To be eligible for All Calls Free, users have to log in to their account and make a call using Gizmo Project to attain “active” status. The countries included in this plan are China, the United States, Brazil, Japan, Germany, Thailand, France, the United Kingdom, Italy, South Korea, Spain, Canada, and more. (Sadly, calls to India are not part of the plan, so calling mom is still going to cost a lot of cash. Acceptable expense, I would say!)
This free voice movement had me thinking – what kind of a loss is acceptable to these companies? Though it is hard to get a straight answer, Jajah officials say they can make up all the losses in premium services such as scheduled conference calling, or other such services.
“Wholesale PSTN rates are sooo cheap these days that it’s not much different than the cost of bandwidth back when I started Scour.net,” says Jason Droege, chief executive of SIPphone, the company behind Gizmo Project. “In the last 12 months I’ve seen wholesale PSTN costs drop dramatically and I expect this to continue. ” (I would need to check on that – its almost midnight, so cannot hassle folks at Telegeography just as yet!)

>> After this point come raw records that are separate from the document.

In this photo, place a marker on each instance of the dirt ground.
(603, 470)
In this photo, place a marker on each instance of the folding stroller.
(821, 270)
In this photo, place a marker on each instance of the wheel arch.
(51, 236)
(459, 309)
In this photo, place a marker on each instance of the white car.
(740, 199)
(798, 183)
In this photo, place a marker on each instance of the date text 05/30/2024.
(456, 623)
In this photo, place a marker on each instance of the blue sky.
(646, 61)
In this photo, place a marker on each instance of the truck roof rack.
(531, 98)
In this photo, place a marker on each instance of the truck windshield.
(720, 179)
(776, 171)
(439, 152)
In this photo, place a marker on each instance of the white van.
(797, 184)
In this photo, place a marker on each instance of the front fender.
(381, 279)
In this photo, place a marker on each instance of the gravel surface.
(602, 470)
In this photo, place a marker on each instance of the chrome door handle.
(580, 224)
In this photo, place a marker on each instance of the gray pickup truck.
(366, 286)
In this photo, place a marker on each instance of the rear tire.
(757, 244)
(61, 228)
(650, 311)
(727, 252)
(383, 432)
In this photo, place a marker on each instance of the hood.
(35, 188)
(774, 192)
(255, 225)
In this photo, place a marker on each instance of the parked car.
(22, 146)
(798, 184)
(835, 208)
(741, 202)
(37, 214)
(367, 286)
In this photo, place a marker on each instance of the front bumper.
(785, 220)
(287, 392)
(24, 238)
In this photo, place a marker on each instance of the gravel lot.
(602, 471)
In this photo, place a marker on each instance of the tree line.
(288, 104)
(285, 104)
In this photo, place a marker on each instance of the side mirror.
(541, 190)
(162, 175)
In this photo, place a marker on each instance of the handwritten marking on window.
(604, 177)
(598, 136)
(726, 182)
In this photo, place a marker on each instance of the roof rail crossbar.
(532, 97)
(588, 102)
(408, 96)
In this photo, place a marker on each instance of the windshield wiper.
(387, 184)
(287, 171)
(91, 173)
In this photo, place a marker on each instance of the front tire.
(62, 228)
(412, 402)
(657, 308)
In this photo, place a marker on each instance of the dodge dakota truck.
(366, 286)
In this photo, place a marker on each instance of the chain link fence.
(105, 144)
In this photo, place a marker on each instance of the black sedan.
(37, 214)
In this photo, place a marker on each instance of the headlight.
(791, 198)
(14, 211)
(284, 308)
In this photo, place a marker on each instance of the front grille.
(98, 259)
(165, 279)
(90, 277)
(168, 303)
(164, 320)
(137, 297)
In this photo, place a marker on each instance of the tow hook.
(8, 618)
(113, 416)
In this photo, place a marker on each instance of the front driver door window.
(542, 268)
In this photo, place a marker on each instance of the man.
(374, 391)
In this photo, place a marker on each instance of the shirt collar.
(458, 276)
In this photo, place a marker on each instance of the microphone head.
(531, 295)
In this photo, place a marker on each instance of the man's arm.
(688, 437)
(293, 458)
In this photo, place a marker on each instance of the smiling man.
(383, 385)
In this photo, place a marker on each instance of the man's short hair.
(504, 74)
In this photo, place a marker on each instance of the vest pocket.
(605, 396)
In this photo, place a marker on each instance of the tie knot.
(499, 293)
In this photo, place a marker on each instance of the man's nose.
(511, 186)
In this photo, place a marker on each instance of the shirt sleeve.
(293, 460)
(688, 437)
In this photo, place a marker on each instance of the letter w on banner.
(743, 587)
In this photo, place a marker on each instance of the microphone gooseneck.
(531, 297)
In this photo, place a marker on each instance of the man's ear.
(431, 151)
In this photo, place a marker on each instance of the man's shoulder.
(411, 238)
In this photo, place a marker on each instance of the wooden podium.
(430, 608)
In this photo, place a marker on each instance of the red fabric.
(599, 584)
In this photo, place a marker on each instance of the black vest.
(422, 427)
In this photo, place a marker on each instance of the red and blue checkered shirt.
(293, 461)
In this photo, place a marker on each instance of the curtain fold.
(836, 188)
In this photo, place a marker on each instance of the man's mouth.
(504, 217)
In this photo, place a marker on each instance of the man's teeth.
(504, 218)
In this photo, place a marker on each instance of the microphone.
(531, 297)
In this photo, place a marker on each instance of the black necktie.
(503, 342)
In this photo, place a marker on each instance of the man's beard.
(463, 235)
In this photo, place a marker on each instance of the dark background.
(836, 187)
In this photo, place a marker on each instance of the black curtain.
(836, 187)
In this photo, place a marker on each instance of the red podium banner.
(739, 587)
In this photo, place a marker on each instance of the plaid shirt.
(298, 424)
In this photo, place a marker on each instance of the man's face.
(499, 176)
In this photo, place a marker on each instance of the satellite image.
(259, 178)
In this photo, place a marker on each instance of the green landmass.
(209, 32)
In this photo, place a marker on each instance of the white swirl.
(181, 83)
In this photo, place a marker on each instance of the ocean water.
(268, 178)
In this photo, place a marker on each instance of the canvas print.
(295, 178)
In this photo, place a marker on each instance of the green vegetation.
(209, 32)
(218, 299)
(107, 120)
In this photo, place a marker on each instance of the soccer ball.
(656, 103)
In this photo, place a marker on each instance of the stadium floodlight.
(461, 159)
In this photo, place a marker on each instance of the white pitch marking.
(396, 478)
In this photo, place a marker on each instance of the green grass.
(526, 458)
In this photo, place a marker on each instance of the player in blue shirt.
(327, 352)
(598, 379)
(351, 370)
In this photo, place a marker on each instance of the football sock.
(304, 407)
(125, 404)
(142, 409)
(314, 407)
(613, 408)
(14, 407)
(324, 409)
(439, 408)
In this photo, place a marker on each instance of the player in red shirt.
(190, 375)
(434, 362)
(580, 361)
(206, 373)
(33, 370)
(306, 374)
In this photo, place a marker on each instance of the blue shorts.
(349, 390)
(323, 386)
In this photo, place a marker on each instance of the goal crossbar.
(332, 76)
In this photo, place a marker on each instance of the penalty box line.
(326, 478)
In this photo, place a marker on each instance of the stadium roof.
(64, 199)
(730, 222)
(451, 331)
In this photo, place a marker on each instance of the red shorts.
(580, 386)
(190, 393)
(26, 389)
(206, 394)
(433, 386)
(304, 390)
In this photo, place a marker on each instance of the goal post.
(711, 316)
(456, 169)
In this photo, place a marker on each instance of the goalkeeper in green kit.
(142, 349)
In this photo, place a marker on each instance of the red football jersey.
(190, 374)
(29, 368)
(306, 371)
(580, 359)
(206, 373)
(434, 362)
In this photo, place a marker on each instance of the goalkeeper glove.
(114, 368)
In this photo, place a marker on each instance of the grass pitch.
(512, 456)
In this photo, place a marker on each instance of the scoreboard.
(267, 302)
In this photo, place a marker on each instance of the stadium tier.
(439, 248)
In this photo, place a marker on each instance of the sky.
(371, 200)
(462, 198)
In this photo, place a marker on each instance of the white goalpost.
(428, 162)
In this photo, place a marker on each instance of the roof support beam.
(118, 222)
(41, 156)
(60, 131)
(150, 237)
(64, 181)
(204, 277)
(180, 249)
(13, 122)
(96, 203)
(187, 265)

Like Jajah, he believes that there are many other ways to make money off usage here – pay-per-call ads, premium services, calling to non-covered countries, virtual numbers. Still, being a believer in the age-old dictum that there are no free lunches in life, I suspect that many of the VoIP companies (including Skype) are finding that attracting users beyond the early adopter set is hard, and needs major marketing dollars.
Random though – more trouble for Vonage perhaps?